In order to determine if the drug "works," the initial scores are added up, and the arithmetic mean is calculated. Then the mean final score is calculated. This is done separately for the patients given active drug and those given placebo. The a statistical analysis is done. If there is a greater drop in the mean scores for the drug-treated patients than for the placebo-treated patients, AND if the difference is statistically significant, then the drug could be said to be effective.

Note that you might get a statistically significant difference even if the HAM-D scores only go down by an average of one point. For that reason, the mere presence of a statistically significant difference is not enough for doctors to want to prescribe a drug. Therefore, additional analysis of the data is performed. The percentage of patients who are responders is calculated for each group. In order for an antidepressant to be considered truly effective, there has to be a significant difference in the rates of drug response. This is a way of assuring that the effect size is clinically meaningful.

Those readers who are familiar with statistics will see that a great deal of information is lost, if all you look at is the presence or absence of a statistically significant difference in the rate of response between the two groups.

One problem with the statistical analysis of antidepressant study data is that there is always a large placebo response rate. That is, usually you get a response in 30 to 40% of the patients who take placebo.

Now, to illustrate a point, let's assume that a study is done, and that 35% of the patients in the placebo group are responders, and 60% in the drug group are responders. Let us say that an analysis of the data shows that there is a 10% chance that that the difference could be due to random variation. That would not meet the traditional criterion for statistical significance, yet it is clear that, on average, the patients who got the drug did better than those who did not.

One way to interpret the data would be to say that the drug helped about 25% of the patients, based upon the idea that 35% would have gotten better anyway, but the rest of the 60% who got better, got better because of the drug.

The panel members who stated that the drugs can work were looking at it that way.

Another way to interpret the data would be to say that the usual standard for accepting a study is to accept it as a success only if it is statistically significant at the 95% confidence level. Since the studies did not show that, one could conclude that the drugs don't work. Same data; different conclusion.

Of course, if the drug never caused adverse effects, most people probable would accept a 25% chance of response, if that is the best that medical science had to offer. But because the studies show that there is a 2 or 3% chance of the drug causing suicide-related behavior, the situation becomes much more complex. Add to that the fact that untreated depressed patients also have a risk of suicide and suicide-related behaviors, and the risk-benefit decision becomes murky.

Traditionally, the US government has tried to leave these kinds of risk-benefit decisions to the doctors and their patients (or parents, in the case of children.) The government lets people over the age of 18 smoke cigarettes, so long as there is a warning label. It lets people over the age of 16 drive a car, so long as they have passed a test that assures they know the risks they are taking. It does not let people inject cocaine into their veins, and a warning label does not make a difference. Thus, the role of the FDA is to decide which risks should be left to the individuals involved, and which risks it simply will not allow. That is what the recent FDA committee meeting set out to decide.

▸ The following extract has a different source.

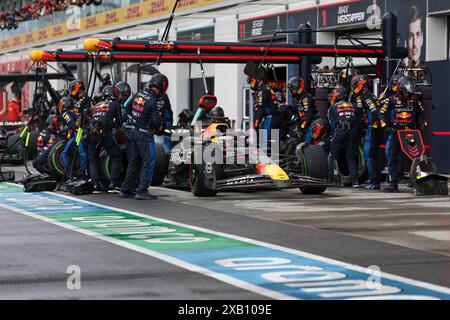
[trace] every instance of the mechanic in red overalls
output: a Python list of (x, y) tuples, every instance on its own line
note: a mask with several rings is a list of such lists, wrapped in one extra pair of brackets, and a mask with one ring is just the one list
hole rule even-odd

In this case, they took the middle ground: it is OK to let people take the risk, so long as the warnings are made clear. They also added a lukewarm acknowledgment that the drugs might be effective, at least for some people, to an extent that some reasonable people might decide that the chance of a benefit is worth the risk. The stock market responded to this lukewarm endorsement, and the drug company stocks went up.

Of course, the US government traditionally has allowed people to take risks in the stock market.